Always traveling, at 4:00am, laying in this unfamiliar bed, listening to Iron & Wine trying to go to sleep, I just cant help letting my mind wander. So I am getting it all out.
I have always known this to an extent… I am very blessed. I was born in a middle class family, I have great friends, extremely supportive family that has supported every decision I have ever made, a god who cares for me, a plethora of material things, but still I feel unsatisfied with my life. I am constantly fighting my constant need to find my “soul mate.” It baffles me how no matter how busy our lives are and how much we have going for us, our mood can be brought down so easily by the fact that we are “alone”.

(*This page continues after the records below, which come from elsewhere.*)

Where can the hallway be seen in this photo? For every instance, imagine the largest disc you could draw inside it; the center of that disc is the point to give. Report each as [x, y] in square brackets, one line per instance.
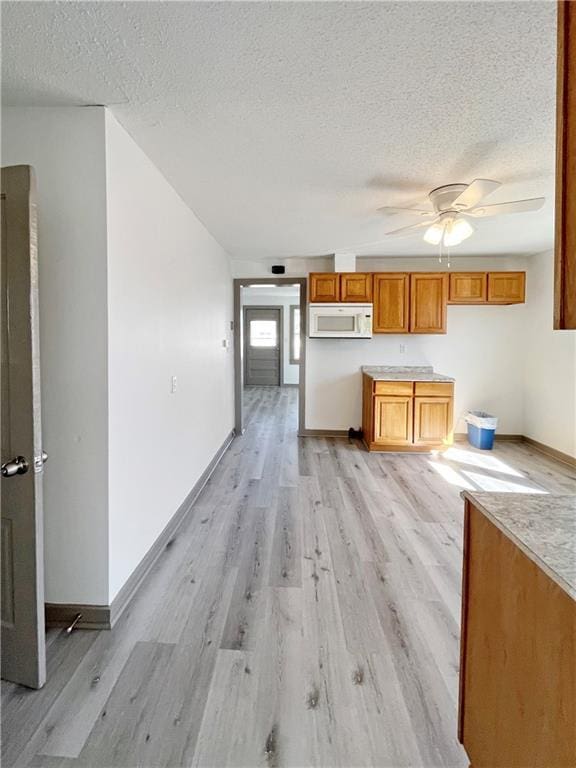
[307, 614]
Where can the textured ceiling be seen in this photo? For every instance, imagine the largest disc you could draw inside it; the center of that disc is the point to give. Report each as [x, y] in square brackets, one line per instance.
[285, 125]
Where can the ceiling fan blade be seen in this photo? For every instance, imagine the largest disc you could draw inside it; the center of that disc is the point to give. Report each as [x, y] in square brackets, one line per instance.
[387, 209]
[514, 206]
[410, 229]
[474, 192]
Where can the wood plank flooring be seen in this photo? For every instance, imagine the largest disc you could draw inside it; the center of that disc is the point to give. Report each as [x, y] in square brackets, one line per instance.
[307, 614]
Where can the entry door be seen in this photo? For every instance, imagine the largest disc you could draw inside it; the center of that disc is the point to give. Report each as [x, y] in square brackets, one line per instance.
[263, 341]
[23, 640]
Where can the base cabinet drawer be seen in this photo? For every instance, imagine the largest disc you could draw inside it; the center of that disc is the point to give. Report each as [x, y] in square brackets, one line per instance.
[393, 387]
[434, 388]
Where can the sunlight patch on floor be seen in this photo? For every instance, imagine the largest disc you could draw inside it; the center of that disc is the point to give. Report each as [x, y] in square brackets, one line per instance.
[451, 476]
[462, 456]
[487, 483]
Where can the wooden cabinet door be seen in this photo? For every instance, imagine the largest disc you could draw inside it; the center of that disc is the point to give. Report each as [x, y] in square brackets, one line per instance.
[432, 420]
[467, 288]
[506, 287]
[324, 286]
[356, 286]
[391, 302]
[428, 300]
[393, 417]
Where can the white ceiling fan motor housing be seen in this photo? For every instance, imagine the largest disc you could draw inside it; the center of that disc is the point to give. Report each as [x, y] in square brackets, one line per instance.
[442, 198]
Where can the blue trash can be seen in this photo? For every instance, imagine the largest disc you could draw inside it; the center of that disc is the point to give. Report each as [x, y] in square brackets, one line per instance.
[481, 429]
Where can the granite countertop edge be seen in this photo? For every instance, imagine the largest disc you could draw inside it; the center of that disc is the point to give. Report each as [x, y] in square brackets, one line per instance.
[481, 501]
[404, 373]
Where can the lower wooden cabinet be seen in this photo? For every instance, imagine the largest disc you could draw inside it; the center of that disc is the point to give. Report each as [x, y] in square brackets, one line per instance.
[406, 415]
[432, 420]
[393, 419]
[517, 656]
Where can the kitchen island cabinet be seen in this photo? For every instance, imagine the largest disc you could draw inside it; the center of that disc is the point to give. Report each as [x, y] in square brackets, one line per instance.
[517, 705]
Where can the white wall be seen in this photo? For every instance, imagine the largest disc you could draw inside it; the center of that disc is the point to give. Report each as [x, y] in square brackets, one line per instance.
[284, 298]
[550, 364]
[483, 351]
[170, 307]
[66, 148]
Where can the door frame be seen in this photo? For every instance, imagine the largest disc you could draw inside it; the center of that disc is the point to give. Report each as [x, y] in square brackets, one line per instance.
[280, 309]
[244, 282]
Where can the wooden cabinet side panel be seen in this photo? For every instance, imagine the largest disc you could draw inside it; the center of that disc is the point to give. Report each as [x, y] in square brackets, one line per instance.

I understand to the fullest that god is enough. I believe this in its entirety, but he still gives us the longing to find the person we can spend our mortal lives with. He made Eve just for Adam!!! It is pretty humorous that all our friends that are currently in a healthy relationship cant wait to remind you that everything else in your life is enough, but then a month later when they are in the same single position… they are right there with you. Haha.
I definitely never cared this much when I started dating. Honestly video games, skateboarding and my saturday sitcoms were enough to keep me happy. I think i feel the way I do is because I had a taste of what I have always heard people say what love was supposed to feel like. And now I want the whole thing. I realize this post might sound like I am some desperate boy who is just lonely and willing to settle, but that is just the opposite. My vision has never been so clear to see who my future will be with.
She will be brave and adventurous, willing to adventure and travel spontaneously but still enjoys lazy days laying in bed all day listening to music. We will take risks because playing it safe only produces results everyone around us has already experienced. Not only will she be the most beautiful person I have ever seen, but she will go un noticed to other men because her radiant love for me will hide any availability.
I will love you without knowing how, or when, or where from. I will love you straightforwardly, without complexities or pride. I will love you because i know no other way.
With that being said I feel my mind starting to relax. Goodnight.